At their last summit in St. Lucia, CARICOM had agreed on a prime ministerial delegation to visit the French-speaking country but that never materialised and Dominica’s Prime Minister Roosevelt Skerrit said that it was important for the region to send a fact finding mission to Haiti.

“It is felt that if we do not help address the domestic issue confronting Haiti we will continue to have tremendous negative impacts on countries like the Turks and Caicos and the Bahamas who are seeing a large number of migrants coming into these countries and creating some domestic challenges for them.

“So we need to work with the various stakeholders in Haiti to find some kind of lasting solution to the current impasse,” Skerrit said.

He also warned that CARICOM cannot afford to neglect is duty to Port au Prince amid the ongoing turmoil.

“We must not appear on any way to have, what has become in many parts of the world, Haiti fatigue. We recognise that Haiti is part of the community and we have a responsibility and a duty and obligation to assist a member state in unravelling its challenges and to work with (it) towards lasting solutions,” he said.

However Skerrit acknowledged that finding a solution to the current impasse will not solve the country’s problems and there is need for engagement with Haiti and the international community on the social and economic challenges.

Meanwhile CARICOM Chairman, Barbados Prime Minister Mia Mottley, said she recognised that the situation in Haiti is a complex one, but it can be addressed.

“The first step is for us to have the legitimacy and the integrity of facts that we can rely upon, and that therein after we then work with the relevant players to see how best we can work with Haiti to ensure that they don’t face instability within their boundaries, and as a result there are no negative consequences to the people of the Bahamas or to the people of the Turks and Caicos.

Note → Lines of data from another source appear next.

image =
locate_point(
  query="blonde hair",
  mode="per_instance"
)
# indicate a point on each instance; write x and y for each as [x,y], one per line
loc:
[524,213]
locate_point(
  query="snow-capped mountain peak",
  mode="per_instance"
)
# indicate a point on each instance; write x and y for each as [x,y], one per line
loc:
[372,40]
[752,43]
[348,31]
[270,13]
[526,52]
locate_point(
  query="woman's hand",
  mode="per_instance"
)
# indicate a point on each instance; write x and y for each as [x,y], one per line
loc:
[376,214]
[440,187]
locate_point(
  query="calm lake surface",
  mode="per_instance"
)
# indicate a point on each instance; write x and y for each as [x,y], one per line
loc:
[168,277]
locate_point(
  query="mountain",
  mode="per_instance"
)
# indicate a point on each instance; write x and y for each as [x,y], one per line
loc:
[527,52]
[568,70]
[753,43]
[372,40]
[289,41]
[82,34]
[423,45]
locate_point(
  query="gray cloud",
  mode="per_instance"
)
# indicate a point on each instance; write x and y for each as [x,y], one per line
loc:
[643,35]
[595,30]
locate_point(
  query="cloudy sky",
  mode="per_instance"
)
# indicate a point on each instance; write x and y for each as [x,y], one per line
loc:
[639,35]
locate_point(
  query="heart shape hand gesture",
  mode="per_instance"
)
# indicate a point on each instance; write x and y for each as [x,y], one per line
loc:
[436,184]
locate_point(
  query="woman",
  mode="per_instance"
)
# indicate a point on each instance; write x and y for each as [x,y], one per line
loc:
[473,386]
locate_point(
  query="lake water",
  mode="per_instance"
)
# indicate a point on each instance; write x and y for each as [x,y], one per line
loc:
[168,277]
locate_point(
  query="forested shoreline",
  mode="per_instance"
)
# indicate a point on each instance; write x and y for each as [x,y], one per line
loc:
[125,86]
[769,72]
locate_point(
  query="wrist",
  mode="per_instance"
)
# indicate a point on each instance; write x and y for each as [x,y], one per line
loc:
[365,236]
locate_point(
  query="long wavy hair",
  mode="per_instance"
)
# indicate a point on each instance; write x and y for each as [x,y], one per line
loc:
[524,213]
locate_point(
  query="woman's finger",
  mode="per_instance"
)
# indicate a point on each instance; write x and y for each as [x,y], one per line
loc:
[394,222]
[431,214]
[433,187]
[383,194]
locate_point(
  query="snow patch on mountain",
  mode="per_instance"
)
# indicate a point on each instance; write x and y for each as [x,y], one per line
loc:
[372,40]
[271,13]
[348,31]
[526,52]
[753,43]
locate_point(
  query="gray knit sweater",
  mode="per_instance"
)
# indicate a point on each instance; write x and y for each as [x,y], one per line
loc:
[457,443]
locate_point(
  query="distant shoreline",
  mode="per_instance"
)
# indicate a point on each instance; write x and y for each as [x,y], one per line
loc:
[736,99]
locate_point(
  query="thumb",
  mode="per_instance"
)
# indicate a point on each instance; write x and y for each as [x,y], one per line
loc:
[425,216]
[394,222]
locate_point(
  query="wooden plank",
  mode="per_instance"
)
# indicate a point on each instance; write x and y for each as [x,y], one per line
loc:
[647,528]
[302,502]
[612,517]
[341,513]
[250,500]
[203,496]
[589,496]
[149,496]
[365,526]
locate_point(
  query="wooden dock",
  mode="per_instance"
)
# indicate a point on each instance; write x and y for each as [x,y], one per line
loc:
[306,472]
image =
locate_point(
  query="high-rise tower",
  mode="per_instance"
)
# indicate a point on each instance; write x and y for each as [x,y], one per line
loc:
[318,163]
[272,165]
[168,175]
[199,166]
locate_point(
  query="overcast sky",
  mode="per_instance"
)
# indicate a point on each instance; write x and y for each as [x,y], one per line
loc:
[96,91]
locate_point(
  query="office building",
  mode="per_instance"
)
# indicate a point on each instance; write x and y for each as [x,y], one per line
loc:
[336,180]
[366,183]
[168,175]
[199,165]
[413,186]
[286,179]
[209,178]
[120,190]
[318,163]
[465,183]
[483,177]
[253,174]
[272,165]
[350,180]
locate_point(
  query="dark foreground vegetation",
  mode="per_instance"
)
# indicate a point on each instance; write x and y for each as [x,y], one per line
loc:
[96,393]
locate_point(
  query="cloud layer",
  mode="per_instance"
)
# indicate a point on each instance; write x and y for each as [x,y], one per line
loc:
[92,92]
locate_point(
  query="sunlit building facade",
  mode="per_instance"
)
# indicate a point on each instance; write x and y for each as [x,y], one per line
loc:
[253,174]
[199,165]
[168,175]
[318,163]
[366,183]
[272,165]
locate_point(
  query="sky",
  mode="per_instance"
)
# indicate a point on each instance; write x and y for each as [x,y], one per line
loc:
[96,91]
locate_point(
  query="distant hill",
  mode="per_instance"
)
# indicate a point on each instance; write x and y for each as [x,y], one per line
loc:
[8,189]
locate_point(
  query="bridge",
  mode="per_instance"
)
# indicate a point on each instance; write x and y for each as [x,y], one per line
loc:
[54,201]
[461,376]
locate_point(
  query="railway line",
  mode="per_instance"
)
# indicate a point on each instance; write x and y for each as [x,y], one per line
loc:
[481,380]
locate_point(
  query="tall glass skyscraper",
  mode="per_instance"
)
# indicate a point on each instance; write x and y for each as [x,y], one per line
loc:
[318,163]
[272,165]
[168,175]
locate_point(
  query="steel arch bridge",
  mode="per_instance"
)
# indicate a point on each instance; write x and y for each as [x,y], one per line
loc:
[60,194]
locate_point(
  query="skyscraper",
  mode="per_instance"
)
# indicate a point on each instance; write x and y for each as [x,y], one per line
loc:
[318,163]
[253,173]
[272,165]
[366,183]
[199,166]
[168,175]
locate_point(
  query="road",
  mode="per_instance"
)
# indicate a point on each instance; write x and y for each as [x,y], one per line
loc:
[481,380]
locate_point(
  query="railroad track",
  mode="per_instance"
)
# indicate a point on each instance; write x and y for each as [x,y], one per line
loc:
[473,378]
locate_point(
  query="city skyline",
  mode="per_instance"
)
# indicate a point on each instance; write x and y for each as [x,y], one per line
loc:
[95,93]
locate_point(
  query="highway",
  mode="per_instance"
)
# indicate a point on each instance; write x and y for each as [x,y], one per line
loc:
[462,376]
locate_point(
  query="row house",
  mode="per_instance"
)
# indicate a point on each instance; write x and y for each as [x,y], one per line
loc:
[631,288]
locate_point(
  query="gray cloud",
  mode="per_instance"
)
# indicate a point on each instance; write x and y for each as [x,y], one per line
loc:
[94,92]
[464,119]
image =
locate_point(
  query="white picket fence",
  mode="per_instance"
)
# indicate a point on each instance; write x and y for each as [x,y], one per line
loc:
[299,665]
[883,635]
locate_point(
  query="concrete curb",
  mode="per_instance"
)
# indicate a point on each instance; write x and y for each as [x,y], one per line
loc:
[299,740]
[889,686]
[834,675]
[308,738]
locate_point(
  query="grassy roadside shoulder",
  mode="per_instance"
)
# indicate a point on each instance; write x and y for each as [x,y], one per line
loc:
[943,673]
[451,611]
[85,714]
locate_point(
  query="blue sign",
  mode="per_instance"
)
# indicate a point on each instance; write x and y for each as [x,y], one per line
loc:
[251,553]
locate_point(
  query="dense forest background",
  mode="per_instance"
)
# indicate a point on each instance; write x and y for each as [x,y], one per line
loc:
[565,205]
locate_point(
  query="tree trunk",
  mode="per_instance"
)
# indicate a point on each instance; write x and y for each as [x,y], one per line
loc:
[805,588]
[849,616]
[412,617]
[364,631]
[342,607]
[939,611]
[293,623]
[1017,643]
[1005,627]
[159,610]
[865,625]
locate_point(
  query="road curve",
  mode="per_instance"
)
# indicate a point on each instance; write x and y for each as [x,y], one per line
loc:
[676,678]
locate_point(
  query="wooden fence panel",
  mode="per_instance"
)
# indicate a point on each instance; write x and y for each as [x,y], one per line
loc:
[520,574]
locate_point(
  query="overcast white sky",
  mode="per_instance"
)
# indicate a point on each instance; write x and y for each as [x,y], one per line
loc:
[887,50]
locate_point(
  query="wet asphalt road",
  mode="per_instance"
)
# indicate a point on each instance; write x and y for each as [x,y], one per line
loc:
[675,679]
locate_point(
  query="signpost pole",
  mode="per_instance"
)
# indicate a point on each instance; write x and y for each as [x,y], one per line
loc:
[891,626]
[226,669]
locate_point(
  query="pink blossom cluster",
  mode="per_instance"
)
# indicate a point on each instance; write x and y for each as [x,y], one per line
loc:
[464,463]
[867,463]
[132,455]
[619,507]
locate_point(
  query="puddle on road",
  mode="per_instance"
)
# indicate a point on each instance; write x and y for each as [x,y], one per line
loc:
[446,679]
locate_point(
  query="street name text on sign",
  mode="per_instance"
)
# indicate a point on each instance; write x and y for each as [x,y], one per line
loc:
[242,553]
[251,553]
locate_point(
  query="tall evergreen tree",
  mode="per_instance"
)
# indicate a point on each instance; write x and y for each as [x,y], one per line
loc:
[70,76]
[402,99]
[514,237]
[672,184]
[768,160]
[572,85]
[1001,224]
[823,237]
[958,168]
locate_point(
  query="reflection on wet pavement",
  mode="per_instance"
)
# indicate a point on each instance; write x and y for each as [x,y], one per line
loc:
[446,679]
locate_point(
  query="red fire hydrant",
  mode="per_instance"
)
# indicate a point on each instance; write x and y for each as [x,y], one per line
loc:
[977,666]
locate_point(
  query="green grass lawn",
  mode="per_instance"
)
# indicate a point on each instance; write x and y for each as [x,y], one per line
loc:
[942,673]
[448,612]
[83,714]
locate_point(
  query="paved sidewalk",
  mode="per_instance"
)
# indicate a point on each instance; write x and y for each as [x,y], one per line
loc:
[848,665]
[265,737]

“Difficult conversations are not often welcome but they are at the end of the day what are necessary in order to be able to gain progress and move forward. And I am satisfied the Haitian Foreign minister came this morning, we were able to engage with him as a whole, I was also able to speak at a personal level to President Moise; the heads are engaged,” Mottley told the media.

She added that regional leaders are due to meet in three weeks for the CARICOM Mexico summit, by which time they expect to have the results of the fact finding mission.